Tiled matrix multiplication

Hello,

I would like to accelerate multiplication of matrices that are larger than can fit in VRAM, but can fit in normal RAM. I would like to eventually extend this to general tensor contractions as well, but for now I am sticking with matrix multiplications as a model problem.

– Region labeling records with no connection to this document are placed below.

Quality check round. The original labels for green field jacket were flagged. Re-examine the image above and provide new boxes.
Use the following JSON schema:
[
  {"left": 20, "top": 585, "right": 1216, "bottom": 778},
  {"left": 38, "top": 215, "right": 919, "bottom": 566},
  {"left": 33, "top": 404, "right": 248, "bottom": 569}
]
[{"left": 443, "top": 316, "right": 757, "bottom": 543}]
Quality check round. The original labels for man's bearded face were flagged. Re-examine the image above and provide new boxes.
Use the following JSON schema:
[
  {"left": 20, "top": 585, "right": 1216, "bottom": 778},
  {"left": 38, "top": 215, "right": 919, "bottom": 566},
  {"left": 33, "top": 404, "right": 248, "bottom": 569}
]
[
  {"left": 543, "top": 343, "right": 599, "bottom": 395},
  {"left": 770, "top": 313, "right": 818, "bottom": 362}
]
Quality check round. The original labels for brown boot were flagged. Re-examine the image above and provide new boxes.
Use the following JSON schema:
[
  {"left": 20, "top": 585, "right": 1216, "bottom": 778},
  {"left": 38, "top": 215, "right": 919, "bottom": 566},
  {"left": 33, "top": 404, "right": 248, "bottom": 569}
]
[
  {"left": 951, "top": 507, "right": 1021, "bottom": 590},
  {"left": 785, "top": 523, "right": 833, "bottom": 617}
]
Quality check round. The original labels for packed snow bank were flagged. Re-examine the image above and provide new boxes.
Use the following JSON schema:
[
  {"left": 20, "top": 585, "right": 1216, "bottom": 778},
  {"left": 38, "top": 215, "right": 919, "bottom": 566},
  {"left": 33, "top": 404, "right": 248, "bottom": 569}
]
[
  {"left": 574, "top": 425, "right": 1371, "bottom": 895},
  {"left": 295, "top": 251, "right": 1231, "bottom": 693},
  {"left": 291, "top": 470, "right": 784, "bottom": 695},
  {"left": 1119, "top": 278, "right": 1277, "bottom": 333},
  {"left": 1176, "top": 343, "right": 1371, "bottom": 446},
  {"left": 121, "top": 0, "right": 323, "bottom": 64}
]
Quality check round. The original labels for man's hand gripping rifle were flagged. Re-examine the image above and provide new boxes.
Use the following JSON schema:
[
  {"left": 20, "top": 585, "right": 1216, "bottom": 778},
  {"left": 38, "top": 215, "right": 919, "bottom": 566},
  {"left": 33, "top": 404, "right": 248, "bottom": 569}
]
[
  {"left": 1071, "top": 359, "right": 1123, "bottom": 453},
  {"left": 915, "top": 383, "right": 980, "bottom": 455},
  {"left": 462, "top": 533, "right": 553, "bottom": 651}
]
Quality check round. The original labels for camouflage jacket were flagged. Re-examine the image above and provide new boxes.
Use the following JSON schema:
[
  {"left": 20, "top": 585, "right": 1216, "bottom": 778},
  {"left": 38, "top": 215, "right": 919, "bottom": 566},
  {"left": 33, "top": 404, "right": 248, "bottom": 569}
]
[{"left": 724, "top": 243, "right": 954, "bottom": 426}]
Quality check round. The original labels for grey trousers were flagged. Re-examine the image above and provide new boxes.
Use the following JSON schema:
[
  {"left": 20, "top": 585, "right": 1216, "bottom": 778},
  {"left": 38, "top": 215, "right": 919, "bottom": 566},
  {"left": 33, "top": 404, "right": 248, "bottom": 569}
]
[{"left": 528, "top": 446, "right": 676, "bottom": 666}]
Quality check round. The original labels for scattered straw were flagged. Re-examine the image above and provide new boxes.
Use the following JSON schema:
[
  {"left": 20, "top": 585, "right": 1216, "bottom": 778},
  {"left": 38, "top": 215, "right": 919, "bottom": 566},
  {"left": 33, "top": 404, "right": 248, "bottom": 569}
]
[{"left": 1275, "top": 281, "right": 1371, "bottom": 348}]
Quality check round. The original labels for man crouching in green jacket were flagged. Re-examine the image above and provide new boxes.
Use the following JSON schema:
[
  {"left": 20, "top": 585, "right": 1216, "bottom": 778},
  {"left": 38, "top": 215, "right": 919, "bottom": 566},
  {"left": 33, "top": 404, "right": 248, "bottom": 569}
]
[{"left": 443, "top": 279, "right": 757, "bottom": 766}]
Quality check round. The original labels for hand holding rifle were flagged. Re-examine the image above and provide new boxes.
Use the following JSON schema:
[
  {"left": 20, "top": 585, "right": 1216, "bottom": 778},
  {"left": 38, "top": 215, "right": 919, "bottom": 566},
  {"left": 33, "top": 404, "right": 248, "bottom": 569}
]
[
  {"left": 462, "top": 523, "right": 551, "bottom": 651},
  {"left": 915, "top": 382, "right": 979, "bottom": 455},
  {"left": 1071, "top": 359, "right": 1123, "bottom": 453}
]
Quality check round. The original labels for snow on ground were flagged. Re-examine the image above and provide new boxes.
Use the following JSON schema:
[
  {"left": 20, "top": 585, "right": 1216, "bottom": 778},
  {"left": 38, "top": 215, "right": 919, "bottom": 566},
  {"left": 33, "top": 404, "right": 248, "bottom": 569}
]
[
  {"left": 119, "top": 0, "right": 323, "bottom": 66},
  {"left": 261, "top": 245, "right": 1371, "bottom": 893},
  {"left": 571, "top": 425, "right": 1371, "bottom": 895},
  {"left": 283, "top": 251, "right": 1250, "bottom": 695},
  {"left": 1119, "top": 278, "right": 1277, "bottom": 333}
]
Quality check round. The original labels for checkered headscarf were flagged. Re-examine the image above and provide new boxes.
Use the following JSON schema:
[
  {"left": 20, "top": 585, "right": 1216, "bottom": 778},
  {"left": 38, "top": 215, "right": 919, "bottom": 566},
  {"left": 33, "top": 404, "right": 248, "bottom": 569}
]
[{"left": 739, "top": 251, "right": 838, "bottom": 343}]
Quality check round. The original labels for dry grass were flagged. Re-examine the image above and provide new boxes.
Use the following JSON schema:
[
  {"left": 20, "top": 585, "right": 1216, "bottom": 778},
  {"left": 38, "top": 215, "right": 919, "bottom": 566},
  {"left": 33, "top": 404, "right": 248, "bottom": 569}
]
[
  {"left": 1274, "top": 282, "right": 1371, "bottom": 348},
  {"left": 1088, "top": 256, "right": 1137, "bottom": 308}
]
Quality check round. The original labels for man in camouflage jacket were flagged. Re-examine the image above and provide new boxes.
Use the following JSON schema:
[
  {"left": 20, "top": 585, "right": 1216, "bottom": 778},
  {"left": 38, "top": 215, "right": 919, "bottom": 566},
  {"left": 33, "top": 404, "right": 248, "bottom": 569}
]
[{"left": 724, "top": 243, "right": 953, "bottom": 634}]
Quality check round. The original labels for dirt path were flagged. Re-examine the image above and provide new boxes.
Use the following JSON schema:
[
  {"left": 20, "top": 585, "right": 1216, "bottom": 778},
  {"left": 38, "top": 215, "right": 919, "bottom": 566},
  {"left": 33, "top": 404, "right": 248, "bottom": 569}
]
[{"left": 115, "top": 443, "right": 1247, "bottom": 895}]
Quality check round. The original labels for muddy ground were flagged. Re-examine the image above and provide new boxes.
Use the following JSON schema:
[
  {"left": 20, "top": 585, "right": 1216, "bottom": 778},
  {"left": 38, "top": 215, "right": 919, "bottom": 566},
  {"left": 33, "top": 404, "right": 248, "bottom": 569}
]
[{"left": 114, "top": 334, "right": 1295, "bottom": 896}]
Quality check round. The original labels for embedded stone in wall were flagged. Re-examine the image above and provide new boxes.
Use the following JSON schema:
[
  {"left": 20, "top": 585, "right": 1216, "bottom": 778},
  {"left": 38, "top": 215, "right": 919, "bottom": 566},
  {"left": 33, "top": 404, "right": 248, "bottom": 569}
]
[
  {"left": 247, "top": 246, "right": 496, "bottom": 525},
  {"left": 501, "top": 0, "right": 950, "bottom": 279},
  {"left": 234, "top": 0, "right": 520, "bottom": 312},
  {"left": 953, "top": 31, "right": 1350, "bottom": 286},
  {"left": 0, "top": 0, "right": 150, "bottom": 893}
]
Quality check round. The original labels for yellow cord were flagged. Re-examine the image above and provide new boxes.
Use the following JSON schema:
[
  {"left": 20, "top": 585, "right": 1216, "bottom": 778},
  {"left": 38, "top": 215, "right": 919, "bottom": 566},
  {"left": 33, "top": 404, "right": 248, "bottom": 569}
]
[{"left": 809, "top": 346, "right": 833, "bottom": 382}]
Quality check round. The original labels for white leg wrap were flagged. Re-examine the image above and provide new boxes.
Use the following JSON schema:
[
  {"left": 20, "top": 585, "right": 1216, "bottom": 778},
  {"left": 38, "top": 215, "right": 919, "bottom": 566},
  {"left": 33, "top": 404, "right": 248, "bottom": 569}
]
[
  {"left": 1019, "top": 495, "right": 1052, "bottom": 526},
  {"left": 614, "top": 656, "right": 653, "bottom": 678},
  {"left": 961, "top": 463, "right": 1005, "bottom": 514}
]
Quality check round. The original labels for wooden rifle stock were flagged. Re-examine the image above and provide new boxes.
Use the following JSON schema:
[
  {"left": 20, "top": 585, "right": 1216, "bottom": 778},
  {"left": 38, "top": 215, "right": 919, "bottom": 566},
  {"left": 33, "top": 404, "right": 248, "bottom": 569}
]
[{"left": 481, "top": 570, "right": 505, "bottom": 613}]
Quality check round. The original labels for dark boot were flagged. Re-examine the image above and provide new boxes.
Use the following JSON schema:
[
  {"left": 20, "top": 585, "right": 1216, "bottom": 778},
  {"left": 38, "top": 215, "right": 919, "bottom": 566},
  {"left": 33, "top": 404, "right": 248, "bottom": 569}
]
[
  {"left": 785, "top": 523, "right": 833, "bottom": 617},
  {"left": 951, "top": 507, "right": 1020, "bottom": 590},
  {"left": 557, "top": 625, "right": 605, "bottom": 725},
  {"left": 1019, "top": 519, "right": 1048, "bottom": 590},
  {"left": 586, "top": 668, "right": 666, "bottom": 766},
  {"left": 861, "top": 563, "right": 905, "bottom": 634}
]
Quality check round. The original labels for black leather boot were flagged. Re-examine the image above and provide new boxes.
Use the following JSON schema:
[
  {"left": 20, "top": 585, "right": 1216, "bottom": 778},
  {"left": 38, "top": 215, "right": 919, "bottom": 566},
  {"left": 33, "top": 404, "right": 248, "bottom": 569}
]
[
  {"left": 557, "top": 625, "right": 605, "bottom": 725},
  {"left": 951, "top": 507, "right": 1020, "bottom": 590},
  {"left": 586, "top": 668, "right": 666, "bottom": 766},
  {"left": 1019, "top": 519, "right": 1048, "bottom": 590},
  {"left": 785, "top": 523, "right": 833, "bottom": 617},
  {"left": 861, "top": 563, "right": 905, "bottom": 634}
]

Currently, I’ve implemented a tiled matrix multiplication using the high level CuArrays and some simple loops. It is nothing fancy, and relies on the tile size being an even divisor of the matrix size. I plan to wrap this function such that padding of an input matrix is performed automatically, but for now I would just like to focus on the simpler cases.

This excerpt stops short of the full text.